Lawson Naidoo, of the Council for the Advancement of the SA Constitution, said the effect of these cases on governance is what is critical, especially in the absence of formal parliamentary oversight over the regulations.

“What the court has to say is going to be very important in terms of what is expected of the government acting in terms of the Disaster Management Act. That is something that has still not been verified,” he said.

The courts had given some guidance, but were wary of being overly prescriptive because of the doctrine of separation of powers.

“I don’t think that things have been really clarified.”

Naidoo said the closest the courts came to this was in the Liberty Fighters Network case. He said though the judgment was a “mess”, the issues that were being raised were critical ones around the rationality test for regulations made under the DMA.

“The judgment does not answer that, but I think it is the right question. We need some judicial clarity in terms of what is the test for rationality when we look at any or all of these regulations being made.” 

In terms of the DMA, Naidoo said the courts would be reluctant to declare the Act itself unconstitutional, but would likely be able to say the exercise of the government’s power under the Act is irrational, which would have repercussions for the regulations and would establish a legal test for all regulations to be scrutinised.

Regulatory power

Richard Calland, an associate professor in public law at UCT, said the question was whether the regulatory power given to the government under the DMA is excessive and whether it goes too far in terms of lawmaking authority. He said the executive could not “make policy through the back door of the DMA”, as it seemed to be doing with the ban on the sale of tobacco products.

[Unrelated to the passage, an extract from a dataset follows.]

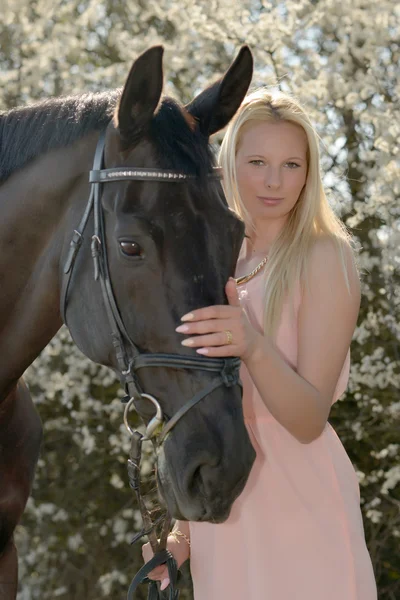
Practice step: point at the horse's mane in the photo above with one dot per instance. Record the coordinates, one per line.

“That really is the constitutional point, and on that kind of issue, I think the government is really going to run into trouble because what it has to show is that any regulation or decision taken under the DMA  has to be rationally connected to the purpose. Now the purpose of the DMA or the declaration of a national disaster is to confront the threat posed by Covid-19.”

Despite all these court challenges, and whether the government wins or loses, it still needs to carry on governing and taking action as SA deals with the coronavirus pandemic.

The biggest implication for President Cyril Ramaphosa’s government in all of this is the impact on its already waning credibility.

Calland said the high court judgment against level 4 and 3 regulations already had an effect on opinion, social behaviour and compliance.

“The public seeing the court overturning the government, or saying the government got it wrong or behaved illegally or unlawfully … stretches credibility further and undermines, therefore, the government’s ability to maintain the trust, consent, and compliance of the public,” he said.

Naidoo said public support waned because of people’s failure to understand the justification for some of the regulations imposed and lack thereof for some regulations that were lifted, such as the opening of places of worship, cinemas and casinos.

“It’s not just the imposition but the lifting of the restrictions — do they make sense to ordinary people? And, in many instances, they don’t, and this is where the trust deficit between government and the citizenry is widening at the moment,” he said.

This possible credibility crisis is one that should give Ramaphosa and the ANC nightmares. It is, after all, a year until the local government elections in which the government’s Covid-19 response could provide cannon fodder for opposition parties.